This is going to be a multi-post topic, the reasons which shall be obvious as we go through this. This past week, I rejoiced to pay off the former owner of a business I bought. Since January, he has used attorney threats against me and turned a deaf ear to my requests to sit down and talk to resolve his concerns. For the four years prior, sitting down, talking through, and resolving our differing points of view is how we handled our relationship. I don’t know why he changed, he won’t respond to requests to meet.

As I said, this is going to be a multi-post topic, and so I won’t get into all the things I hope to write about. Let’s just start with lawfare. It is a real thing.

There is simply NO WAY that I can reconcile a Christian’s decision to go to war against another Christian. Neither could Mark Twain. Read that here. Don’t skip it.

There is also NO WAY that I can reconcile a Christian’s decision to go to law against another Christian. Here me out. The former business owner was (and as far as I know, still is) a Christian. We had had beautiful fellowship as we worked on this deal together. He selected me as buyer at least partly because of my allegiance to the Lord. He said over and over to me, we don’t need a written contract, our word is good enough. (We did have written contracts, however, a total of 1200 pages)

Throughout the past five months, I have kneeled to pray, asking the Lord for wisdom and help to discern how to handle this conflict. All who have reviewed the details of this, were left puzzled as to what the former owner wanted, how he could have felt injured, and why he wouldn’t have picked up the phone or responded to an email as he had done in former times. As I prayed about this, I was reminded of Mark Twain’s writing. Was the former owner and I both bowing in prayer, asking the Lord for resolution to our issue? Was he asking the Lord for help in conquering me? Was he so sure of his methods that he felt assured that the Lord was smiling upon him and frowning upon me?

I was not perfect in my love for the former owner during this time, and yet I can say with a clear conscience that my desire was always, and still is reconciliation. Will we really meet in Heaven with this unresolved conflict still between us? We will sit down and talk in Heaven even though he wouldn’t do so on earth?

I asked you to hear me out. Is it ever okay for a Christian to go to law? I think yes. But not for a Christian to go to court against a Christian. Because we have Matthew 18 as our method to solve grievances. We have ‘suffer wrong’ as our method to forgive and move on. I don’t believe the ‘suffer wrong’ means an unlimited get-out-of-jail-free card so don’t worry about it going to that extreme. You can suffer wrong here and there, even from a fellow Christian. However, any Christian who continues to insist you suffer wrong is himself in the wrong and should be rebuked, eventually before all the church. Matthew 18 also puts limits upon the licentiousness of a sinning Christian. If you have been told your trespass and you resist accountability and remedy, it is brought before others in the church to judge, and then before the whole church. If you fail to hear the whole church who would side with the trespassed-against brother, then you are not a Christian…you are an unbeliever against which the Law and laws again have effect.

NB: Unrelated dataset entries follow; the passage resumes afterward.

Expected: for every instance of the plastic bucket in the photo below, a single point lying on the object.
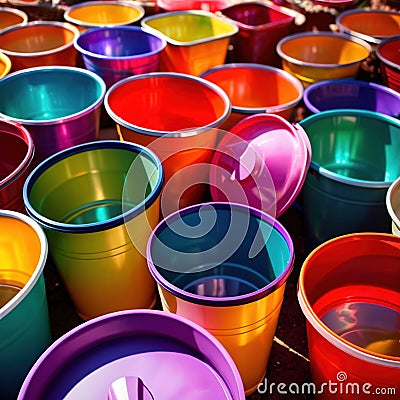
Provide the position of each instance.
(317, 56)
(262, 162)
(39, 43)
(370, 25)
(351, 93)
(354, 161)
(393, 205)
(24, 319)
(261, 26)
(115, 53)
(16, 155)
(137, 355)
(61, 106)
(348, 290)
(175, 115)
(91, 14)
(80, 198)
(225, 266)
(12, 16)
(389, 57)
(196, 40)
(255, 88)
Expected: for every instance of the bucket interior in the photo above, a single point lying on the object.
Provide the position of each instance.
(321, 49)
(166, 103)
(20, 251)
(190, 27)
(88, 187)
(219, 263)
(119, 42)
(256, 15)
(356, 296)
(36, 38)
(357, 145)
(253, 87)
(48, 94)
(105, 13)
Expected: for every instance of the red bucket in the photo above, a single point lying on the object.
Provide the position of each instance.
(16, 154)
(349, 293)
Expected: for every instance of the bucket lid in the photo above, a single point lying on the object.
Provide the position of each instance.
(135, 354)
(265, 157)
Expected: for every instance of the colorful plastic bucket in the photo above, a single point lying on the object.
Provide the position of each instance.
(348, 290)
(225, 266)
(254, 89)
(175, 115)
(206, 5)
(91, 14)
(370, 25)
(261, 26)
(196, 40)
(354, 161)
(39, 43)
(389, 57)
(393, 205)
(12, 16)
(16, 155)
(61, 106)
(161, 355)
(115, 53)
(5, 65)
(79, 197)
(24, 319)
(262, 162)
(351, 93)
(317, 56)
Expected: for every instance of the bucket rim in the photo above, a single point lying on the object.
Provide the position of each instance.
(229, 300)
(395, 218)
(38, 271)
(349, 81)
(351, 112)
(327, 333)
(110, 223)
(331, 34)
(368, 38)
(381, 57)
(88, 32)
(64, 25)
(63, 69)
(170, 134)
(85, 329)
(85, 24)
(174, 42)
(295, 82)
(24, 163)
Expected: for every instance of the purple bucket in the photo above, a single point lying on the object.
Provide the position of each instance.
(351, 94)
(16, 154)
(114, 53)
(60, 106)
(261, 26)
(153, 354)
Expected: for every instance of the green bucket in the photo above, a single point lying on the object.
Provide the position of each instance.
(355, 158)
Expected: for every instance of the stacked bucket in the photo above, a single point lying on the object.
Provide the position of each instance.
(224, 115)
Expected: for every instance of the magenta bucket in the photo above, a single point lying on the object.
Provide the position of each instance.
(139, 355)
(16, 155)
(261, 26)
(61, 106)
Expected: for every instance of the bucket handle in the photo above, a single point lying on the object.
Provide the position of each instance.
(129, 388)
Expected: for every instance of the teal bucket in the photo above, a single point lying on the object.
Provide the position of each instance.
(355, 158)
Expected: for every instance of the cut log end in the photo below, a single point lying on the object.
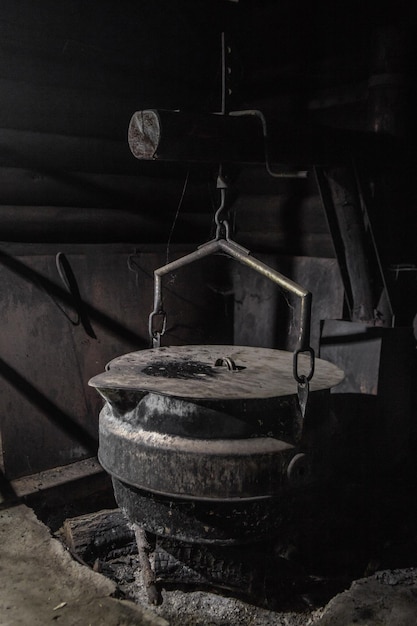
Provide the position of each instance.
(144, 133)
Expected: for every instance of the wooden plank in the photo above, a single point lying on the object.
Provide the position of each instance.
(95, 225)
(28, 187)
(67, 111)
(50, 414)
(239, 138)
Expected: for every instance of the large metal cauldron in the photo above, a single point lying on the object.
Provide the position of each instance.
(204, 442)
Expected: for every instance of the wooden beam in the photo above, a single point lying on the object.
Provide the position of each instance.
(242, 137)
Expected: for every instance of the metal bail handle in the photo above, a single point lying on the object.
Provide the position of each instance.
(243, 256)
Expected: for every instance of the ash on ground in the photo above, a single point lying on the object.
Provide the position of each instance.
(200, 607)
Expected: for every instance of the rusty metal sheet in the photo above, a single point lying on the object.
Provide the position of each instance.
(190, 372)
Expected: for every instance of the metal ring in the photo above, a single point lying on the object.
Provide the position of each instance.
(303, 378)
(153, 332)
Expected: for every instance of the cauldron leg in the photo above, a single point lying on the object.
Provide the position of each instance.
(148, 575)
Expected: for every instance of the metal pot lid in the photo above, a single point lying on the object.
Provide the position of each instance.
(217, 372)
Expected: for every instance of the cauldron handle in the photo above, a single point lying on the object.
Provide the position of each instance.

That’s why a Christian can’t take a Christian to court. If so, then both parties haven’t remained as Christians. Maybe they are in name. Denominational boundaries don’t change our standing or responsibilities to each other.

Going back to earlier – how can two children in a dispute not go to their own Father for resolution? If they were to go to another father, imagine the perversion. Authority? Relationship? Trust? Standards? Culture? Resolution? So, I pray to my God and Father for help resolving this issue–I continue to even though my brother has no legal actions that he can take anymore–because he was my brother before he went to the law, and I hope he is restored as my brother after he repents and sees his sin. The Holy Spirit is surely working with him.